Rachel and Jenny were popular at the independent living home where their children had placed them, safe and separate, in expensive, lovely apartments sparsely decorated with things salvaged from the places where they had raised those children.  

“Everyone wants to sit at our table at lunch,” Rachel complained to her two sons, delighted.  She had resisted the move from Pittsburgh to Los Angeles.  The months before Jenny arrived from Chicago were punishing.  Jenny's presence quieted Rachel's complaints and evoked a sweetness like newly ripened fruit. The transformation in their domineering, sour mother revised her children's memories of their childhoods.

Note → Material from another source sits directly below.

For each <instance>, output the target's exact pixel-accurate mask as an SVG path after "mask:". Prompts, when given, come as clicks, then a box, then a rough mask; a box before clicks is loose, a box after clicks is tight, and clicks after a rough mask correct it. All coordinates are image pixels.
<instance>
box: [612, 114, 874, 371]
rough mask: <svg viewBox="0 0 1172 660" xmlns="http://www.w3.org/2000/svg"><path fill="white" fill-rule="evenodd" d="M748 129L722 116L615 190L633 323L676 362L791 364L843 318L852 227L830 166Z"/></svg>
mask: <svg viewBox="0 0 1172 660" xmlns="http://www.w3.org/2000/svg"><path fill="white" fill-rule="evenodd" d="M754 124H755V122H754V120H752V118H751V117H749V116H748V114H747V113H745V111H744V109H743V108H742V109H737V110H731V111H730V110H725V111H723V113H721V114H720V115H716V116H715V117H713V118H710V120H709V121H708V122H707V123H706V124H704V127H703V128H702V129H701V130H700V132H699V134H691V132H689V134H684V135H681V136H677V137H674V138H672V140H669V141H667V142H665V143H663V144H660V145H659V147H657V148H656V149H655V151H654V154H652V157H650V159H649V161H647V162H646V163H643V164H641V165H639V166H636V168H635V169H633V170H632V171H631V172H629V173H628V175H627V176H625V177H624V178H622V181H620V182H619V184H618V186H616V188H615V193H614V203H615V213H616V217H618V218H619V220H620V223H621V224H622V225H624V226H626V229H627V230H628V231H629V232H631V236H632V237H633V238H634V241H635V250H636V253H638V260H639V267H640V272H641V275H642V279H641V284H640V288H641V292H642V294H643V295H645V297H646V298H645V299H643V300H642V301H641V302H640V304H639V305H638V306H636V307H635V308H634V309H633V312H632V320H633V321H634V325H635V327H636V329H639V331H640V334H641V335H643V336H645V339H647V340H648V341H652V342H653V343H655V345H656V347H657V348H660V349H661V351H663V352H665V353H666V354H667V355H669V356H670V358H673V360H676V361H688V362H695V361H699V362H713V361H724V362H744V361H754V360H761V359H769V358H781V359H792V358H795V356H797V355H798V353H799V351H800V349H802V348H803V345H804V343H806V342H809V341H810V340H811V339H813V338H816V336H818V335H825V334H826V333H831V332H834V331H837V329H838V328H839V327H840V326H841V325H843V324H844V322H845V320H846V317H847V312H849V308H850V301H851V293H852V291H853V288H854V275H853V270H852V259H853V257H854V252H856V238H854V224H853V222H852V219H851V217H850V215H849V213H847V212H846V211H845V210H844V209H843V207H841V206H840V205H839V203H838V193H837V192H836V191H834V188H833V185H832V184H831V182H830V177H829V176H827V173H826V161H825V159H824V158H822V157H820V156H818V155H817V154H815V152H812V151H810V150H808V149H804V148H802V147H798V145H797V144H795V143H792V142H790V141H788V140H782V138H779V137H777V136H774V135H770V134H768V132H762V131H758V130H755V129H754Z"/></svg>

Jenny had an excellent walker with wheels, rather than one of the unwieldy contraptions most still used to clunk slowly along the extra-wide halls.  Rachel had her sons purchase her one immediately.  The walkers had attractive plastic seats for resting when they grew tired of wheeling.  They often parked themselves apart from the others, engrossed in the girl talk of old ladies.

They gossiped about the would-be friends who crowded them at their lunch table.   The one with the gay grandson, the one who didn't wear a brassiere, the one who always ate two desserts.  The one whose daughter had lymphoma, the one who wore girlish plastic barrettes and a stained yellow housecoat, the one with a car who would not let anyone ride.  They held each other's knotty, misshapen hands.  “We are peas in a pod, Rachel,” Jenny declared in her loud, crackled, cigarette-stained voice. 

For fifteen months, they talked about their children, their grandchildren, their husbands, their lives.  They spoke quickly, needing each other to know these things for reasons they did not acknowledge. 

They celebrated their birthdays and ignored obituaries and emptied apartments.  Rachel had a minor heart attack that kept her in the hospital for five days.   She asked her sons to check on Jenny, to make sure her friend knew that she was coming back.  While she was gone, Jenny died.

Rachel had not finished telling Jenny things.  She did not care to tell anyone else.  She put the useless rings in a drawer for her granddaughters to fight over, and waited.